# Building an Agent Daemon

Source title: Building an Agent Daemon
Published: 2026-05-08
Updated: 2026-05-20
Author: zayn

## Summary

This post explains how to turn a CLI agent such as Claude Code into a product-grade daemon, then connect it to a shared context plane. A CLI agent is normally designed for one human at one terminal. A product runtime needs agents that can receive messages, participate in multi-agent workflows, use shared cloud resources, keep conversation context, and map each new product event to the right local runtime process.

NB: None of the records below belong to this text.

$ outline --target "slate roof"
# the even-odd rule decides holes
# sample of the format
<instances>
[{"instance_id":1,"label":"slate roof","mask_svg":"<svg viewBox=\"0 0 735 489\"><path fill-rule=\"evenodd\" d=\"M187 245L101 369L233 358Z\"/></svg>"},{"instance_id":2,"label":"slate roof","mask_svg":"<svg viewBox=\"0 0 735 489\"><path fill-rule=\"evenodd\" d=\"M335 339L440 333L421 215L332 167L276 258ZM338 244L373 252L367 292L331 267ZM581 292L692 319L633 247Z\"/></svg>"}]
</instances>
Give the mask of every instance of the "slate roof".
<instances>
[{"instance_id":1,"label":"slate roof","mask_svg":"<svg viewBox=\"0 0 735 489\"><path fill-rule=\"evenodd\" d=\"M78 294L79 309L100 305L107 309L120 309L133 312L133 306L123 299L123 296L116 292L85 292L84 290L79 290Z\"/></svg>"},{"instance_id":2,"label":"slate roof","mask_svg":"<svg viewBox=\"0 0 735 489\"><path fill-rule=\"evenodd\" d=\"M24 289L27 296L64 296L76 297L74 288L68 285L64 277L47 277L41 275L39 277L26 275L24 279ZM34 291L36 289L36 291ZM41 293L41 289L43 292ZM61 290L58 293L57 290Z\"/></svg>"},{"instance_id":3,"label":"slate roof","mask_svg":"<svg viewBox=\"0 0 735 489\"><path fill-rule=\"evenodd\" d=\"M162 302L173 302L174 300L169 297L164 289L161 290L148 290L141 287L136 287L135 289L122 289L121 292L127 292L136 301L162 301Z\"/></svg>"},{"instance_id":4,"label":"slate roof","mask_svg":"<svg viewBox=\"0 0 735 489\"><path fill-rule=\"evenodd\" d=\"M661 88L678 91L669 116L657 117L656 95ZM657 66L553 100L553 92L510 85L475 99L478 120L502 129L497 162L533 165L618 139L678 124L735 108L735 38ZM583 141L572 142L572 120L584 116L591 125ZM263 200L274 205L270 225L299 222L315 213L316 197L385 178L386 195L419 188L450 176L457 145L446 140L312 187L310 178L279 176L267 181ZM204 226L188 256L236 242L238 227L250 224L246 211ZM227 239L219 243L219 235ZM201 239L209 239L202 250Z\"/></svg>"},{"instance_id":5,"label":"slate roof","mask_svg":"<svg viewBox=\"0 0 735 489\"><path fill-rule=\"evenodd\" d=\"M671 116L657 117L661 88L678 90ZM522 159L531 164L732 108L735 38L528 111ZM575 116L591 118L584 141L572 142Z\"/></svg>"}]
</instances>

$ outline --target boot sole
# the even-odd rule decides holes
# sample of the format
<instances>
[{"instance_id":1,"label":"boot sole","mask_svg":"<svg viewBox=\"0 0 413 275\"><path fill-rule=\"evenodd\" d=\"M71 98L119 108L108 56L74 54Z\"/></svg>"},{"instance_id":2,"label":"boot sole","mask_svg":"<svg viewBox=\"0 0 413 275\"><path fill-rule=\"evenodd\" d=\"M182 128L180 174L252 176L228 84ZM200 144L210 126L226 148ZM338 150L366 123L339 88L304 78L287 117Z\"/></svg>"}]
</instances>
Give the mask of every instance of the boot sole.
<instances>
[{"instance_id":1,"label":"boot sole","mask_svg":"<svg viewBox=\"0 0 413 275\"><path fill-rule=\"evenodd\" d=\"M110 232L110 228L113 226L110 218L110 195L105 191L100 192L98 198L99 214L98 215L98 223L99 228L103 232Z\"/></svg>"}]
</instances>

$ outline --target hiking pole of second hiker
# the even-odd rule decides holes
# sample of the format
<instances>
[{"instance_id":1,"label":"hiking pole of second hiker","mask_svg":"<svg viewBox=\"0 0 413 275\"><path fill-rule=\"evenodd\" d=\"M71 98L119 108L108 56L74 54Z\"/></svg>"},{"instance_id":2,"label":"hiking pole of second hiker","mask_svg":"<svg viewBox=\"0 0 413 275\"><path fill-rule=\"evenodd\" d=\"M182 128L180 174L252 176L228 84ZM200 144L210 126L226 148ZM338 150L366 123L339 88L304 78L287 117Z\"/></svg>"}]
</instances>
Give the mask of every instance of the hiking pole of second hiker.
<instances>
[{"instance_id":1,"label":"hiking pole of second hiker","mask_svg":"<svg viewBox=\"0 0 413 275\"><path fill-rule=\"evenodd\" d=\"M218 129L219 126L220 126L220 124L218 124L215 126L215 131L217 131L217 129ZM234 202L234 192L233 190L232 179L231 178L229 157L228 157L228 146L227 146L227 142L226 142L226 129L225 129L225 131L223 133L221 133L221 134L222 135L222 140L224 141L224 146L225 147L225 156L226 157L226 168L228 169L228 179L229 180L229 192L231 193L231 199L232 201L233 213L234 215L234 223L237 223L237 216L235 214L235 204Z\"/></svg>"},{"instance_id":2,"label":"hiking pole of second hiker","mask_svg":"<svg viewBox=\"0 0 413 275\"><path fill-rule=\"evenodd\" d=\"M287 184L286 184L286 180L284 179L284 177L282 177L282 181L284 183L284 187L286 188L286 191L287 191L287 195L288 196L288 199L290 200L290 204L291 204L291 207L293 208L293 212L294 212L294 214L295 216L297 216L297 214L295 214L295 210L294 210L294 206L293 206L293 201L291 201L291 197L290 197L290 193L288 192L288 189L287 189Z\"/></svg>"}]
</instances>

The architecture is a split boundary:

- A cloud server owns users, permissions, message routing, coordination, and shared resources.
- A local daemon owns the agent process, local files, shell access, tools, and runtime protocol translation.
- The two sides communicate over WebSocket. The server sends product messages or events. The daemon accepts those WS messages, hands them to the matching local agent process, and returns the output stream.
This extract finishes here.